Figure 2. Ultrasound guidance and monitoring of percutaneous cryotherapy.

Figure 2

Ultrasound guidance and monitoring of percutaneous cryotherapy. a) the probe is inserted into the lesion. b) during the freezing cycle an hypoechoic “iceball” surrounds and obliterates completely the image of the nodule.

Figure 3. Computerized tomography (CT) scans of a second patient.

Figure 3

Computerized tomography (CT) scans of a second patient. a) Unenhanced preoperative CT showing a hypodense lesion in segment 8 (arrow), disappearing after contrast injection (not shown). Hepatocellular carcinoma was confirmed by ultrasoundguided biopsy. (more...)

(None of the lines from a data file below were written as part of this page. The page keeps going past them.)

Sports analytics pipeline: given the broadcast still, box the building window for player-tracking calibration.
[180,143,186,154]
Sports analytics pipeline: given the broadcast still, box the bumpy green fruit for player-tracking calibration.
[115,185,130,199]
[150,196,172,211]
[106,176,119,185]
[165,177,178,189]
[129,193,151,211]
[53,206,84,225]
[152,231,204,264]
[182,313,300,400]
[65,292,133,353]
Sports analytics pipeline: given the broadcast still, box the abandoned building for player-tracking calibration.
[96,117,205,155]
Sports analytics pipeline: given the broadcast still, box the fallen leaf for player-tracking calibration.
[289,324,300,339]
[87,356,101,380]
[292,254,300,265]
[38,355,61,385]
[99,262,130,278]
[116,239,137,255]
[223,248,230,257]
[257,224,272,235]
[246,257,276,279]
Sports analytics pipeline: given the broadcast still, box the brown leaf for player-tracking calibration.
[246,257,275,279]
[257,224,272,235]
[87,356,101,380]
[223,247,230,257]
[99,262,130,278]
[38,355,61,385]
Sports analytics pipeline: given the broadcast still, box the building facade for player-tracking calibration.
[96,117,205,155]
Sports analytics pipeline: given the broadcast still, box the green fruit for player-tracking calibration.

Percutaneous cryotherapy is a useful tool when considering minimally invasive therapy and the non resective management of primary and some metastatic cancers (colorectal, neuroendocrine, etc. …). Using the same principles of in situ cytoreduction of tumors as in the open technique, thanks to improvements in cryoprobes, percutaneous cryotherapy compares favorably with other local methods. Alcohol injection does not diffuse effectively in hepatic metastases. As opposed to radiofrequency, cryotherapy allows visual monitoring of the area of tissue destruction. However adjuvant therapies are needed to ensure maximal tumor destruction and to reduce local recurrence (4,5,7).